Gwent and North Wales Police forces crime recording boost
Two of Wales' police forces are among the best performers when it comes to the recording of crimes, according to an interim report.
So far, Her Majesty's Inspectorate of Constabulary (HMIC) has looked at 13 of the 43 forces in England and Wales.
It found weak management, significant under recording of crime and a lack of victim focus when making decisions.
But Gwent Police, which has come under fire in the past, and North Wales Police are above the national average.
Gwent recorded 86% of crimes, missing eight and North Wales Police recorded 93% with five crimes not recorded.
Gwent also topped the list when it came to reclassifying crimes as non-crimes - initially recording as a crime but after reviewing later evidence deciding it was not a crime - with all its decisions correct.

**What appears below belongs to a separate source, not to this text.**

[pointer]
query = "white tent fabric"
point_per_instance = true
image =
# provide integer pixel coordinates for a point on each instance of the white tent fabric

There were 16 occasions when North Wales Police made an incorrect decision in relation to non-crimes.
Gwent Police Chief Constable Jeff Farrar welcomed the report.
He said: "Although it shows there is still more to be done to raise standards and achieve greater national consistency, I am pleased that the inspectors have found that nearly nine out of every 10 crimes inspected were recorded in accordance with national rules and that we are above the national average in this regard."

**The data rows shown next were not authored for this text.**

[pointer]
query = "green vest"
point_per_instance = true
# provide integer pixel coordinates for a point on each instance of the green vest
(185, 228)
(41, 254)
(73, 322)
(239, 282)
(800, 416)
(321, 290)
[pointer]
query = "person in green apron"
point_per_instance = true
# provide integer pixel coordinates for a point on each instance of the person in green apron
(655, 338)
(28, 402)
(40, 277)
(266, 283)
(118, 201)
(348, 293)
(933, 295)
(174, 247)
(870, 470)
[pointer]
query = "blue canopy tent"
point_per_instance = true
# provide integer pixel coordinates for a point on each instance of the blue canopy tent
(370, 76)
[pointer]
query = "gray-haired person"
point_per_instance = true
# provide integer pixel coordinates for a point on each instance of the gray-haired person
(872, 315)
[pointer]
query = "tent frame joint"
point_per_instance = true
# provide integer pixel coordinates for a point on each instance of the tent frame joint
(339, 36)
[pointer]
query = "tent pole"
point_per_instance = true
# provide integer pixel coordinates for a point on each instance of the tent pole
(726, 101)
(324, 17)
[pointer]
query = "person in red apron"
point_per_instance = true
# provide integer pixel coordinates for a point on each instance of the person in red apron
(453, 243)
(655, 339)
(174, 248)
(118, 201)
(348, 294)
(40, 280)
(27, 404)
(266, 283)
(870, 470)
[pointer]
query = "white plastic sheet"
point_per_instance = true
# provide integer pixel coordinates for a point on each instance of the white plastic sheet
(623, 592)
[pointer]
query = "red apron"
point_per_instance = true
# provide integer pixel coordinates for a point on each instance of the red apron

Last year, an internal review was ordered after the force's Police and Crime Commissioner (PCC) Ian Johnston accused former chief constable Carmel Napier of manipulating figures after the force recorded the largest fall in crime in England and Wales in 2011/12.
The review found crime levels may be up to 8% higher than official figures.
Ms Napier quit in June after an order from Mr Johnston to "retire or be removed" and she later told MPs it followed "menacing and bullying" treatment by the PCC.
HMIC's inspection of the 13 forces found a fifth of crimes in England and Wales could be going unrecorded and said 14 alleged rapes were among the offences that had not been recorded by officers.
Home Secretary Theresa May said the report exposed "unacceptable failings" by the police.
But North Wales Police PCC Winston Roddick said it was necessary to acknowledge where achievements are taking place.
He told BBC Wales: "The pursuit of perfection is a vain pursuit - 72 out of 78 [crimes recorded during the March inspection] is remarkably good against the background that some are failing very, very substantially."